All the performances here are remarkable in some way, but let me say this: yes, Argerich is always an interesting and exciting performer – even when she is a bit off the mark. Here she is "off the mark" in the Beethoven sonata and the Liszt Sixth Hungarian Rhapsody. That said, she is dazzling and quite thrilling at the same time in both those works. In the Beethoven Seventh Sonata, her fast tempos in the outer movements are breathtaking, to be sure, and while everything sparkles and scintillates and is vibrant and full of life with the humor and joy very much intact, there is a little too much fluff in Argerich's sometimes dainty keyboard patter. You can hardly criticize her for playing too fast in the first movement since Beethoven marked it Presto. In addition, it is certainly true that the composer's music is light here, but it also should exhibit some muscle and sinew. The inner movements are fine and overall the performance has much to offer, especially if you like your Beethoven served up with elegance and spirit and with a gossamer flow. Brendel, Buchbinder, Barenboim and others offer more mainstream alternatives, but Argerich is still of great interest.
Her Schumann Kinderszenen is simply splendid and, in fact, for a live performance it is absolutely impressive.
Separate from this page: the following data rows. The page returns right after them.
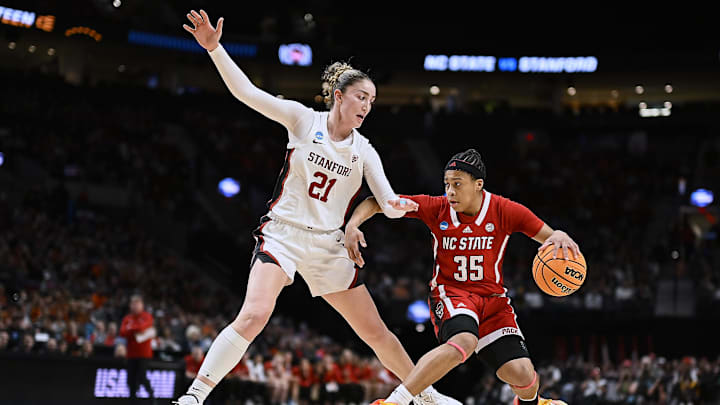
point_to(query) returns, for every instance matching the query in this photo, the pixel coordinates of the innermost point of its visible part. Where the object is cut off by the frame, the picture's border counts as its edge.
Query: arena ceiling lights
(524, 64)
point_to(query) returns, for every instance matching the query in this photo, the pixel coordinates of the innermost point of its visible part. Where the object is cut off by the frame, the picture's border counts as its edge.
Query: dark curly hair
(472, 158)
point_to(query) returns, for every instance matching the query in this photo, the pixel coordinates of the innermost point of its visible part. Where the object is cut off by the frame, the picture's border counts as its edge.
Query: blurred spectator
(193, 362)
(120, 352)
(137, 328)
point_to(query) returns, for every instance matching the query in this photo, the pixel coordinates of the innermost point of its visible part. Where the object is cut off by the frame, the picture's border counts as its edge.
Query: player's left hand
(404, 204)
(560, 239)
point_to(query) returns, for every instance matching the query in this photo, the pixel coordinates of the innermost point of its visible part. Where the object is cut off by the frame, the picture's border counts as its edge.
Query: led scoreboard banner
(525, 64)
(26, 19)
(79, 381)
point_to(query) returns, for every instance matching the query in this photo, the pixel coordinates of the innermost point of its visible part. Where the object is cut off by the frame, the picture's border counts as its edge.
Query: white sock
(200, 390)
(400, 396)
(224, 354)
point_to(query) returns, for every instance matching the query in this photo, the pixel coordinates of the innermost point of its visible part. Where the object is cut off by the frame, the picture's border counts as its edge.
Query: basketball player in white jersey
(326, 161)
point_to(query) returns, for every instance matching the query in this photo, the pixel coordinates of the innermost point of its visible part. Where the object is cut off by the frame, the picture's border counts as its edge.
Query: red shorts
(494, 316)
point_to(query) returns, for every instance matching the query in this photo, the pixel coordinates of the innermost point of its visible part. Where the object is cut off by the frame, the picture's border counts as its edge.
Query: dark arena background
(127, 167)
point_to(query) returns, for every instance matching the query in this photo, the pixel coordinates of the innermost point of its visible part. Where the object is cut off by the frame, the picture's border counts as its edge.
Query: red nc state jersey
(468, 251)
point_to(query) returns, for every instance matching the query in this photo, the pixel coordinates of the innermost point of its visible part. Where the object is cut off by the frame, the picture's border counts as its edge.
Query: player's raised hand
(561, 240)
(203, 31)
(404, 204)
(353, 236)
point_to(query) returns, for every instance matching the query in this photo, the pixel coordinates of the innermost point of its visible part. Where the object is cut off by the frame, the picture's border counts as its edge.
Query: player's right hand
(207, 36)
(353, 236)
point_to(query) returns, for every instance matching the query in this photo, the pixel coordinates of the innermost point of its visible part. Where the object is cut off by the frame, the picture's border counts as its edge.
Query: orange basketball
(558, 277)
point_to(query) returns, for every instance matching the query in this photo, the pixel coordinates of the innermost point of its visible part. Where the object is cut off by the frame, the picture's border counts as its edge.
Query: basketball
(556, 276)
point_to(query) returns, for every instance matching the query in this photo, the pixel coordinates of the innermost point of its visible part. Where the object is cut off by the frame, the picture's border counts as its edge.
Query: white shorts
(320, 257)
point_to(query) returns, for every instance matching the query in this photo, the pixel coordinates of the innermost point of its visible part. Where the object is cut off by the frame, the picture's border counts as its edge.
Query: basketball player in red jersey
(470, 229)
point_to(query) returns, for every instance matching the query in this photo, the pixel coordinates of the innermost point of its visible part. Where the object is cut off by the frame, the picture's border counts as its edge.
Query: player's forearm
(543, 234)
(235, 79)
(364, 211)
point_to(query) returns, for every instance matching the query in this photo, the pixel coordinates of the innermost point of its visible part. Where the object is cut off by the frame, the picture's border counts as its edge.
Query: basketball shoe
(432, 397)
(187, 399)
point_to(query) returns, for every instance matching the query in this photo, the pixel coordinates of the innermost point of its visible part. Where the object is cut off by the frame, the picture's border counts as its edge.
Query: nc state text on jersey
(468, 242)
(329, 164)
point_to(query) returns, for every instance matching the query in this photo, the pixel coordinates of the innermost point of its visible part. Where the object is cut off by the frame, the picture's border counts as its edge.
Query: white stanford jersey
(321, 178)
(469, 251)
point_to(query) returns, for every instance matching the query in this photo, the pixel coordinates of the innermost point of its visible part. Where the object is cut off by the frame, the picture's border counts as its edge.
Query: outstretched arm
(559, 239)
(291, 114)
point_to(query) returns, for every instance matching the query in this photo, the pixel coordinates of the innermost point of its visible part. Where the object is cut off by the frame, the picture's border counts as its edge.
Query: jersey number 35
(476, 271)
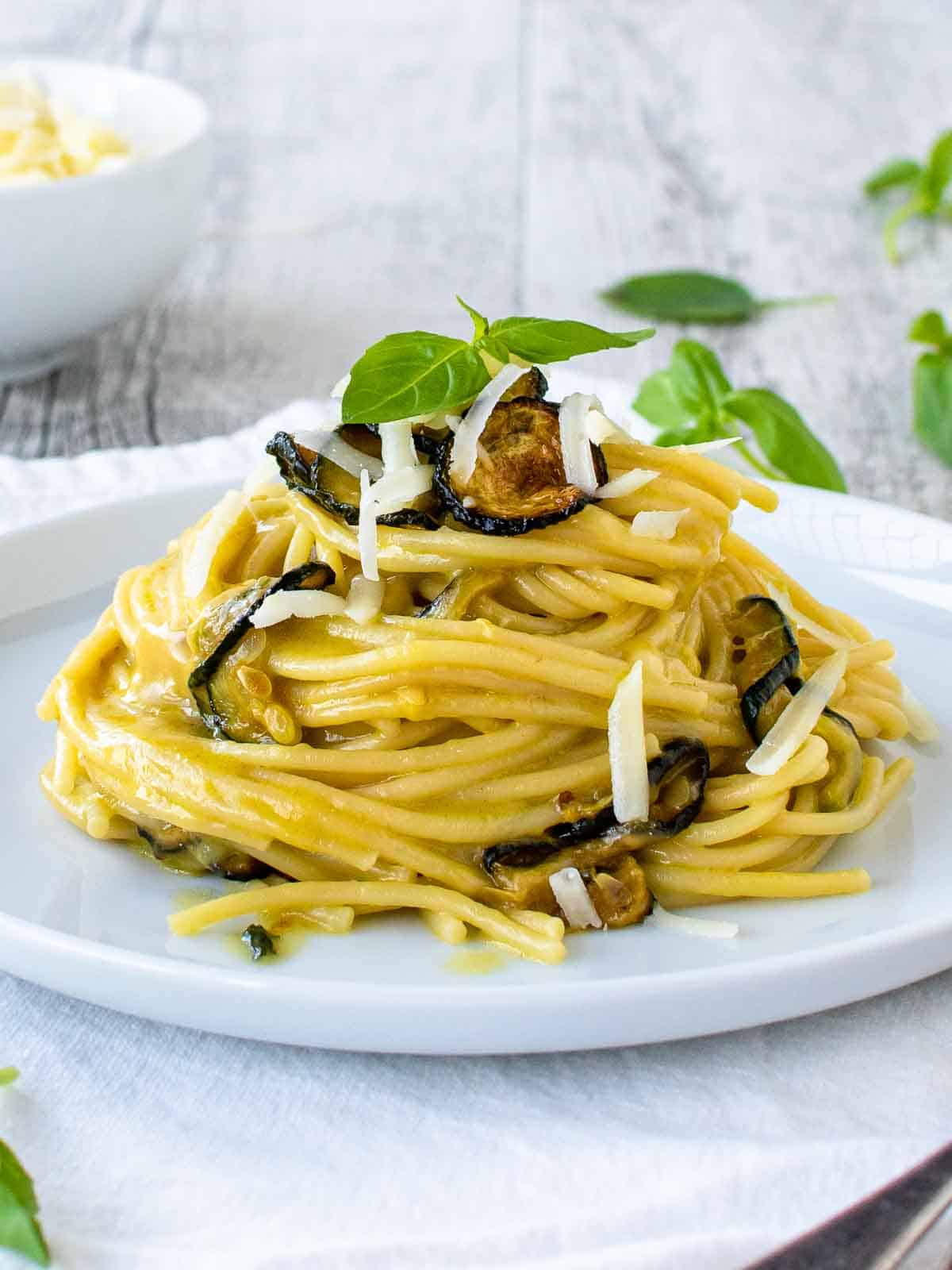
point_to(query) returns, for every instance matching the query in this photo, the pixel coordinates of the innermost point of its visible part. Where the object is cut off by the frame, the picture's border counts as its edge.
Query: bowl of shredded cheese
(102, 184)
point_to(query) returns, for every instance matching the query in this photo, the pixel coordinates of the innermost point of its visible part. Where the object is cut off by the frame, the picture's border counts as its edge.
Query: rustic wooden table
(374, 158)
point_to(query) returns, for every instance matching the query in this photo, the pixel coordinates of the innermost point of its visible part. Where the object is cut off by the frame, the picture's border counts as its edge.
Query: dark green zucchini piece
(455, 598)
(678, 778)
(532, 384)
(844, 756)
(219, 695)
(520, 478)
(259, 941)
(171, 844)
(334, 489)
(766, 654)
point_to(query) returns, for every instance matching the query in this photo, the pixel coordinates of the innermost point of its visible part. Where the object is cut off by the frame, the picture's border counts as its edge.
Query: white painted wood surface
(374, 158)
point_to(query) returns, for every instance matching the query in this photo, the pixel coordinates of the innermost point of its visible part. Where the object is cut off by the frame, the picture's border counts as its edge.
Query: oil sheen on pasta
(395, 752)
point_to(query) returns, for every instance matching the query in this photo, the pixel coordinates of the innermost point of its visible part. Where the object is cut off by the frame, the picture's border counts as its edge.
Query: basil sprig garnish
(926, 184)
(693, 400)
(689, 295)
(19, 1225)
(932, 384)
(416, 372)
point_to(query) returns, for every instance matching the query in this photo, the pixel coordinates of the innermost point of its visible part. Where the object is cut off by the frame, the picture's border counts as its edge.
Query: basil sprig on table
(416, 372)
(19, 1225)
(926, 183)
(932, 384)
(693, 400)
(689, 295)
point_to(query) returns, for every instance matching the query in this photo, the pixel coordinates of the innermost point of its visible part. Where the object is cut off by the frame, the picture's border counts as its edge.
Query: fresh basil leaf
(689, 295)
(781, 433)
(939, 171)
(683, 295)
(480, 324)
(698, 379)
(898, 171)
(930, 328)
(19, 1227)
(413, 372)
(890, 230)
(932, 403)
(659, 403)
(543, 341)
(928, 183)
(495, 348)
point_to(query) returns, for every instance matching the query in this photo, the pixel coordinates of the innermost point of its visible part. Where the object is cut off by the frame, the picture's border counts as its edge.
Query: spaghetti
(446, 747)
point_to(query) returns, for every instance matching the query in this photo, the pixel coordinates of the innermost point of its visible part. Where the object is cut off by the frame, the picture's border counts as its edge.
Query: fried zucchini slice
(220, 637)
(621, 897)
(678, 778)
(766, 656)
(455, 600)
(520, 478)
(336, 491)
(178, 848)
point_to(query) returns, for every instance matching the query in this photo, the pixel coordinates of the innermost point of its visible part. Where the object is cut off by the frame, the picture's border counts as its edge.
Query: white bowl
(80, 253)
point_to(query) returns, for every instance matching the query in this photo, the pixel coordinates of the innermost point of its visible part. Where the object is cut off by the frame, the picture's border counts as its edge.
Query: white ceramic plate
(89, 918)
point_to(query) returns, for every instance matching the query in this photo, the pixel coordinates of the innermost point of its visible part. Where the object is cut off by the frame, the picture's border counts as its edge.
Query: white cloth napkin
(156, 1149)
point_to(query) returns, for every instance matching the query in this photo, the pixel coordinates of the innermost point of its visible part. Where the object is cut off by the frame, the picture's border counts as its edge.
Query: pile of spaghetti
(513, 672)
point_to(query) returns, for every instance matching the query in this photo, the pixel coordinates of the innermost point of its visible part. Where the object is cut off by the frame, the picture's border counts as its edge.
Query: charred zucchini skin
(222, 859)
(306, 478)
(493, 524)
(758, 694)
(533, 384)
(679, 757)
(313, 577)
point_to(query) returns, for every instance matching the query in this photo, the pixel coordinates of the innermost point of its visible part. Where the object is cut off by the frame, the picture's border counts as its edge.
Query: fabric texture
(159, 1149)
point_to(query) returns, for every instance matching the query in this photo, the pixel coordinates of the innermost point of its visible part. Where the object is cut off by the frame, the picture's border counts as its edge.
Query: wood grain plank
(365, 171)
(739, 144)
(372, 160)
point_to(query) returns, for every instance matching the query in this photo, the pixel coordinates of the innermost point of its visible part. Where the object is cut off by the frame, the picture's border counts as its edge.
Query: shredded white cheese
(574, 438)
(267, 473)
(367, 529)
(601, 429)
(209, 540)
(395, 491)
(397, 448)
(44, 140)
(391, 493)
(829, 638)
(296, 603)
(363, 600)
(628, 759)
(657, 525)
(922, 727)
(626, 484)
(467, 435)
(573, 899)
(799, 718)
(706, 448)
(325, 441)
(700, 926)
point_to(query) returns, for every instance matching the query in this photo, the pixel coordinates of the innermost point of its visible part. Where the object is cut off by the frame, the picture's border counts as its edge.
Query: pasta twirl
(451, 752)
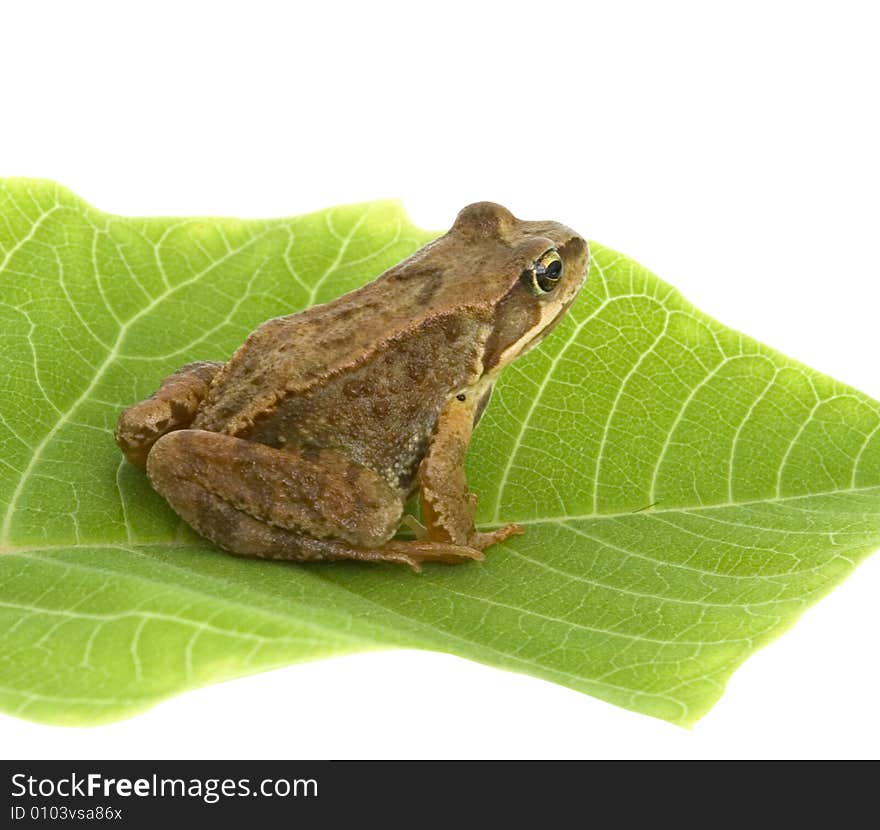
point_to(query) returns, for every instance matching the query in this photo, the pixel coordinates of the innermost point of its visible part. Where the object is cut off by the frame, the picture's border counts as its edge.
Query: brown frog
(307, 443)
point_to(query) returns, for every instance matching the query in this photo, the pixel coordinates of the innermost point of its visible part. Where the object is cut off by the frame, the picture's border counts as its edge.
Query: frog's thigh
(297, 504)
(172, 406)
(227, 488)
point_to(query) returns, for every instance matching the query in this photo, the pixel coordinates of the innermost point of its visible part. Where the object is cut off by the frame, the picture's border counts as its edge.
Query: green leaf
(687, 492)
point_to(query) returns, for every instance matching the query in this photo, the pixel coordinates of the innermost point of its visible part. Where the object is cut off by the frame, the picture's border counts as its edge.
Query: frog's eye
(546, 273)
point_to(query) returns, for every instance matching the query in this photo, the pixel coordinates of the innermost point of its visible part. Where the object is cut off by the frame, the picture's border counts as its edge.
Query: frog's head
(529, 275)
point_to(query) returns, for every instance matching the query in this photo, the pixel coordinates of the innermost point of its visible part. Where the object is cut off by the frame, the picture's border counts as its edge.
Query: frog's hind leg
(172, 406)
(292, 503)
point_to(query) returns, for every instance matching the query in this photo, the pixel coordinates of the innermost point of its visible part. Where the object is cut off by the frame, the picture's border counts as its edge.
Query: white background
(732, 148)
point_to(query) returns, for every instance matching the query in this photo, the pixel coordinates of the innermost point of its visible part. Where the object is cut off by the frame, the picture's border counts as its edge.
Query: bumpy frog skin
(307, 443)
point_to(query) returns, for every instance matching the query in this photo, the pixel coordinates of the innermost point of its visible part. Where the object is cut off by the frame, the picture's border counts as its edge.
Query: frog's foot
(484, 540)
(171, 407)
(416, 552)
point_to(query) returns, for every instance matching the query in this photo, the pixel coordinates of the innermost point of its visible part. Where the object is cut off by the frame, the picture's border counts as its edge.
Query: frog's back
(362, 342)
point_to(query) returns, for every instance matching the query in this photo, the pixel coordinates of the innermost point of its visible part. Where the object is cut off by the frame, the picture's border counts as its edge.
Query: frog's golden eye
(545, 274)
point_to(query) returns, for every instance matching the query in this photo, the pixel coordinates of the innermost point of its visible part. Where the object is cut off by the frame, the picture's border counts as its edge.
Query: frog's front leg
(294, 503)
(447, 506)
(172, 406)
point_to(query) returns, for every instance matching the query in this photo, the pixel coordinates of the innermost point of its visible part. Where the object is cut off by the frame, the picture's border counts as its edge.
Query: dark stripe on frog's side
(517, 313)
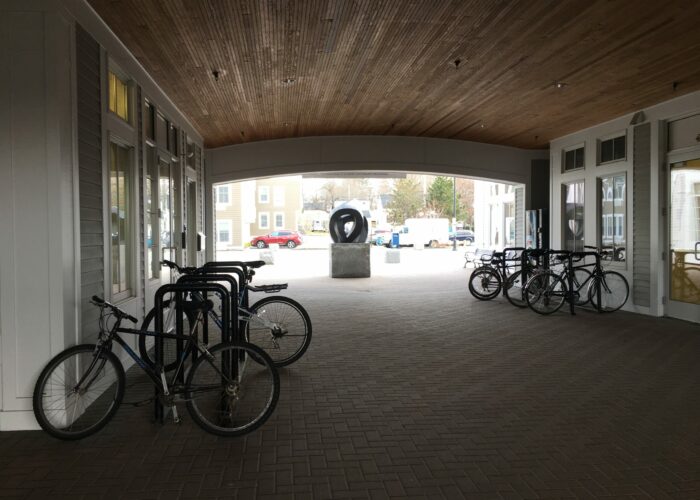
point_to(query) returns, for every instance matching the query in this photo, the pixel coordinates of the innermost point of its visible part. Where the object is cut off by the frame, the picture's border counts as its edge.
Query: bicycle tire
(237, 406)
(293, 322)
(545, 293)
(614, 291)
(54, 394)
(515, 291)
(170, 360)
(484, 283)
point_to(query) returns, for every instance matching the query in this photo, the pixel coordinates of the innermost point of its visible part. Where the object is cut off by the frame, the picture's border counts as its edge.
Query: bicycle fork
(167, 398)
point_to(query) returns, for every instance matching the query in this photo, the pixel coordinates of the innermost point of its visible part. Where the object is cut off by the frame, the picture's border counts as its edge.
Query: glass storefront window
(613, 216)
(120, 220)
(573, 206)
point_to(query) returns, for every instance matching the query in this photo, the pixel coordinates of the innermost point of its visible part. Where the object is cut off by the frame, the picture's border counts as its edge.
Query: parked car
(290, 239)
(463, 235)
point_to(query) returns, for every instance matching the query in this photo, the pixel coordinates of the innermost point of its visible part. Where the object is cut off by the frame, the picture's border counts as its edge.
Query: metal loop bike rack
(179, 289)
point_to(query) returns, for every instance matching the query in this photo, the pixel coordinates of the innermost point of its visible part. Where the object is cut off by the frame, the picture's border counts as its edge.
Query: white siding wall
(38, 283)
(657, 116)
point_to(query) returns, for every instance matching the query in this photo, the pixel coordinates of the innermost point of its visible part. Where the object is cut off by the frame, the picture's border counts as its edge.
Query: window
(119, 97)
(613, 211)
(278, 196)
(222, 195)
(150, 121)
(120, 220)
(612, 149)
(152, 219)
(263, 220)
(573, 159)
(509, 224)
(172, 140)
(572, 206)
(223, 231)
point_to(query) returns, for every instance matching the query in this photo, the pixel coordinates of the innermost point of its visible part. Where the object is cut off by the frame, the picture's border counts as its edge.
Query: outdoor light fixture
(638, 117)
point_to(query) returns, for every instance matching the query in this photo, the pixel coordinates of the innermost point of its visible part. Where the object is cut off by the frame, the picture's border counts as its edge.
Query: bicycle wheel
(514, 289)
(545, 293)
(485, 283)
(580, 279)
(228, 395)
(614, 291)
(78, 392)
(146, 347)
(281, 327)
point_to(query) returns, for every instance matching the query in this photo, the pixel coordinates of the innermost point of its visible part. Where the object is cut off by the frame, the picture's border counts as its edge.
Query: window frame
(229, 229)
(278, 214)
(130, 290)
(600, 226)
(568, 149)
(260, 224)
(128, 82)
(278, 196)
(610, 137)
(564, 219)
(228, 195)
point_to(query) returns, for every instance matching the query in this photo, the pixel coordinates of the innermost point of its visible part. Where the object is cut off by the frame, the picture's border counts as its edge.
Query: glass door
(191, 226)
(165, 208)
(684, 240)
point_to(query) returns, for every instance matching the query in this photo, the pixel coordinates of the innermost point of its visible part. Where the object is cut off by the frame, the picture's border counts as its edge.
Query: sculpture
(348, 225)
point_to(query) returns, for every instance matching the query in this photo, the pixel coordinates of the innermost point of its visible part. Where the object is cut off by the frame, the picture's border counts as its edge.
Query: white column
(38, 277)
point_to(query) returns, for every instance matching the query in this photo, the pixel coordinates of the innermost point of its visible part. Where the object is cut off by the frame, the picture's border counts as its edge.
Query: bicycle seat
(198, 305)
(255, 264)
(268, 288)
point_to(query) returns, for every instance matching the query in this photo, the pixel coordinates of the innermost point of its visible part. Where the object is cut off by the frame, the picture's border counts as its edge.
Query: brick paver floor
(411, 388)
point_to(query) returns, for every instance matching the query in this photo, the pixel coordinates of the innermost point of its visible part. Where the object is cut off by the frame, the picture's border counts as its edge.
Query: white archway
(365, 154)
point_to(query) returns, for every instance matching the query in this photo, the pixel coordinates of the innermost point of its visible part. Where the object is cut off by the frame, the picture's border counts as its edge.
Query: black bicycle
(81, 388)
(547, 291)
(488, 280)
(278, 325)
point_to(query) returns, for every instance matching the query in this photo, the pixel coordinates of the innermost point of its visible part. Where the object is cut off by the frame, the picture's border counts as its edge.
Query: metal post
(454, 214)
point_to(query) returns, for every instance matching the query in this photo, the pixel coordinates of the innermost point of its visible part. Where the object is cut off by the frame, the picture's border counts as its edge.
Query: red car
(290, 239)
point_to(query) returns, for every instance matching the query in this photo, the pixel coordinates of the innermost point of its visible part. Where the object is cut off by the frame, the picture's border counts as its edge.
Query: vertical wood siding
(641, 269)
(90, 178)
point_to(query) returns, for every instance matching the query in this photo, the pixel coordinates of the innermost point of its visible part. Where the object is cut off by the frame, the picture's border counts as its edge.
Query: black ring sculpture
(338, 226)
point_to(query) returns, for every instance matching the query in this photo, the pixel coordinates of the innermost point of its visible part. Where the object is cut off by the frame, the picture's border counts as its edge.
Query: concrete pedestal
(392, 256)
(349, 260)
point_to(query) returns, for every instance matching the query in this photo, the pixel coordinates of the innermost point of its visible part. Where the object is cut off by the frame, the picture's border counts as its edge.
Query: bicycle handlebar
(120, 313)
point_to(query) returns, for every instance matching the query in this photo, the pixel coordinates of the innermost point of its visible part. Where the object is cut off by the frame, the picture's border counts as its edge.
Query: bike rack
(525, 255)
(238, 268)
(234, 330)
(596, 282)
(505, 260)
(179, 289)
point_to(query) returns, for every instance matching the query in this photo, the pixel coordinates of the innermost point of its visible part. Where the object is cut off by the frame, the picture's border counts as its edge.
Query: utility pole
(454, 214)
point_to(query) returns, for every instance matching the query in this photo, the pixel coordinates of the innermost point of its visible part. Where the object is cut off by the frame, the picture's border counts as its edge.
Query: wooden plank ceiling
(481, 70)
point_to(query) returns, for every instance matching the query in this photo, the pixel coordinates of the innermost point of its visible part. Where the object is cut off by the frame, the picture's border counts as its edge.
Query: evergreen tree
(440, 197)
(406, 202)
Ditto for the Schumann Toccata. Argerich has always been an excellent interpreter of Schumann's music and this recording documents further testimony to that claim. The Liszt Sixth Hungarian Rhapsody is exciting in the closing section alright, but maybe a little over-the-top: she goes a bit too fast in the octaves and the music turns somewhat muddy in a few places. Still, it's a thrilling account of this colorful and virtuosic piece.
The Prokofiev Third, perhaps the artist's favorite concerto if we can judge by the number of performances and recordings of it by her, is quite splendid. Argerich would record the work for Deutsche Grammophon with Abbado and the Berlin Philharmonic a year or so later and achieve great acclaim for the effort. This version is very similar to that account, but different from her EMI effort with Dutoit (EMI Classics CDC56654 ), and while the Cologne Radio Symphony Orchestra isn't the Berlin Philharmonic, it is quite fine under the baton of Carl Melles. Actually, I would take this account marginally over the Abbado/Berlin effort.
The sound reproduction is surprisingly good in all five works here. The album notes are very brief though informative. This is an important document in the career of one of the 20th and 21st century's greatest keyboard figures. With over seventy-nine minutes of music, this CD certainly warrants a very urgent recommendation!